Hello,
can anyone confirm on deny my conclusions on execution times on
different cpus:
there's a tiny program which doesn nothing except for incrementation
particular variable. There is one such a variable per thread to be
incremented. I'm running this program on different cpus to observe the
false sharing phenomenon.
computers:
1. single core [ AMD Athlon XP ]
2. single core HT [ Pentium IV ]
3. dual core separate caches [AMD Turion X2]
4. dual core common L2 cache [Core 2 DUO ]
5. 2xdual core separate caches [ 2x Opteron ]
notation: ./a.out N means that N threads are spawned, amount of work is
pro****tional to the number of threads so execution time should increase
with N.
1.
../a.out 1
real 0m1.447s
user 0m1.440s
../a.out 2
real 0m2.758s
user 0m2.744s
../a.out 4
real 0m5.382s
user 0m5.364s
note: linear scaling is what was to be expected
2.
../a.out 1
real 0m0.617s
user 0m0.616s
../a.out 2
real 0m1.164s
user 0m2.244s
../a.out 4
real 0m2.277s
user 0m4.464s
note: same as above
3.
../a.out 1
real 0m1.011s
user 0m1.008s
../a.out 2
real 0m5.108s
user 0m8.817s
../a.out 4
real 0m10.790s
user 0m19.573s
note: non-linear growth - false sharing
4.
../a.out 1
real 0m0.692s
user 0m0.692s
../a.out 2
real 0m1.025s
user 0m1.588s
../a.out 4
real 0m1.993s
user 0m3.524s
note: interesting example. time is growing at slower rate that in
example 3. Does it mean that in CPUs with common L2 cache false sharing
takes place only at level L1? And common cache is better than separate?

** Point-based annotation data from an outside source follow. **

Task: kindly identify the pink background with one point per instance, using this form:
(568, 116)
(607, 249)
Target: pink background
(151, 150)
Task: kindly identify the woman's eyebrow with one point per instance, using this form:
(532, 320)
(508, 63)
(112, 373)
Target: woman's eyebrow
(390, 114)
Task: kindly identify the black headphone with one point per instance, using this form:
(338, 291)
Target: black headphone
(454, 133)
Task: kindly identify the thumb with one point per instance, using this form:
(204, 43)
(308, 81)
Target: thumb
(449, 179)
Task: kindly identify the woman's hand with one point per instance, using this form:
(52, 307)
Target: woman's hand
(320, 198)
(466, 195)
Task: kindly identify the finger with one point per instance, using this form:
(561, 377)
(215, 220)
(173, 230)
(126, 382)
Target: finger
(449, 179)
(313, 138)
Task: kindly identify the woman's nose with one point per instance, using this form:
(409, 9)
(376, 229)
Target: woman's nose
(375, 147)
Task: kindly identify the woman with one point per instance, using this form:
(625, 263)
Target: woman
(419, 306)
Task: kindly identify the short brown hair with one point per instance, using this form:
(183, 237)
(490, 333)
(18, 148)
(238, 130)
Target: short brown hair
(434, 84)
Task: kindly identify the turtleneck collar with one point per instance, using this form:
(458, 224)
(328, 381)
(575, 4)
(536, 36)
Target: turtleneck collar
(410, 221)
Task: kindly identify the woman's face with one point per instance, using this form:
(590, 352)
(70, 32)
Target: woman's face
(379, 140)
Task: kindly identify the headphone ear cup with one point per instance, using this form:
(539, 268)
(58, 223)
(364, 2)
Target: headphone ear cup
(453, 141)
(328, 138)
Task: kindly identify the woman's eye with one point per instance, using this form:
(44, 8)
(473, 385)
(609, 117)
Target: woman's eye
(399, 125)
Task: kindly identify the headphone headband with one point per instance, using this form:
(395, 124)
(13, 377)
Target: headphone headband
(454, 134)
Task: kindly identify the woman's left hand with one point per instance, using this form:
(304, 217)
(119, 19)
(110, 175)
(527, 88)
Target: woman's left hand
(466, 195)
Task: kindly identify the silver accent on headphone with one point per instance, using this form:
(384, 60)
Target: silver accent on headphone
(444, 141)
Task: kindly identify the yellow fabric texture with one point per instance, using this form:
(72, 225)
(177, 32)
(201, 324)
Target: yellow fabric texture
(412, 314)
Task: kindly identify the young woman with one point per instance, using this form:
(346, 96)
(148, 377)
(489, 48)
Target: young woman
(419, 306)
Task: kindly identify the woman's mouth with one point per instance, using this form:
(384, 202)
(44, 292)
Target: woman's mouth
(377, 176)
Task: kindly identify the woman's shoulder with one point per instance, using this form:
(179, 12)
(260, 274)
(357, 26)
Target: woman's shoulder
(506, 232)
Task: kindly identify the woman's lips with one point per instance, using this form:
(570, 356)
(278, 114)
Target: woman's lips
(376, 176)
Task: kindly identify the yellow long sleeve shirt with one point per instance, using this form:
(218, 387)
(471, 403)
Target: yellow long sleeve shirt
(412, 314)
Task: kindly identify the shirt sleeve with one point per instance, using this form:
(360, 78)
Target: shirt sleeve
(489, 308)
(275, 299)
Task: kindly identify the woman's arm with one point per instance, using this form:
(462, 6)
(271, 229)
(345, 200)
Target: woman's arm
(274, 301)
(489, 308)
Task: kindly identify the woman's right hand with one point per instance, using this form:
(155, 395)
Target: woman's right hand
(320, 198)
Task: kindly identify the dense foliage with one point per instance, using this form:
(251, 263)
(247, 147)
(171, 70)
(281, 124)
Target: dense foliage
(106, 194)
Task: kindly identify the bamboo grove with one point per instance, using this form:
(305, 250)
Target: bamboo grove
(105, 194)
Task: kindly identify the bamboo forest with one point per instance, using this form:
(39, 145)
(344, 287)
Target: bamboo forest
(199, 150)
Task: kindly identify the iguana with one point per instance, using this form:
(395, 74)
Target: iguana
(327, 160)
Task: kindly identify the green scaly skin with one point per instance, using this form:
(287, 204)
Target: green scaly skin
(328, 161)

What are drawbacks of common cache? (reduced transfer rate per core?)
4.
../a.out 1
real 0m0.544s
user 0m0.540s
../a.out 2
real 0m1.787s
user 0m2.952s
../a.out 4
real 0m7.460s
user 0m22.817s
note: why there is so big jump from 2 to 4? Is it because false sharing
occurs among two separate chips? (unfortunately I do not have an access
to 2xsingle core)
*****************************88
And now the most concerning thing for me. I realized that I forgot to
set an optimization flag in gcc namely "-O3". Each architecture
responded to this change exactly as it should but one: Pentium IV HT.
2'.
../a.out 1
real 0m0.269s
user 0m0.268s
note: time drop due to -O3, everything's ok
../a.out 2
real 0m2.767s
user 0m5.436s
note: what the hell??
../a.out 4
real 0m5.704s
user 0m11.261s
thank you in advance for any help
Wojtek
the code:
#include <stdio.h>
#include <string.h>
#include <pthread.h>
#include <stdlib.h>
typedef unsigned char uchar;
typedef struct
{
unsigned long long pos;
uchar *in;
uchar *out;
} obj;
int NUM=1;
pthread_attr_t attr;
void* cryptThread(void* ptr)
{
int i;
obj *cS=(obj*)ptr;
int s=1;
for ( i=0; i<10000000; i++)
cS->out[cS->pos]+=s;
return s%1; //to avoid removal of loop which does nothing
}
void test(int *in,int *out, int len)
{
int rV,status,i,j;
obj cs[NUM];
for (i=0; i<NUM; i++)
{
cs[i].in=(uchar*)in;
cs[i].out=(uchar*)out;
cs[i].pos=i;
}
pthread_t threads[NUM];
for (i=0; i<NUM; i++)
{
rV=pthread_create(&threads[i],&attr,cryptThread,&cs[i]);
if (rV) exit(-1);
}
for(i=0; i<NUM; i++)
{
rV = pthread_join(threads[i], NULL);
if (rV) exit(-1);
}
}
int main(int argc, char* argv[])
{
int i;
if (argc==2) NUM=atoi(argv[1]);
pthread_attr_init(&attr);
pthread_attr_setdetachstate(&attr, PTHREAD_CREATE_JOINABLE);
int *plaintext=(int*)malloc(NUM*sizeof(int));
int *ciphertext=(int*)malloc(NUM*sizeof(int));
for (i=0; i<10; i++)
test(plaintext,ciphertext,NUM);
free(plaintext);
free(ciphertext);
pthread_attr_destroy(&attr);
pthread_exit(NULL);
return 0;
}


|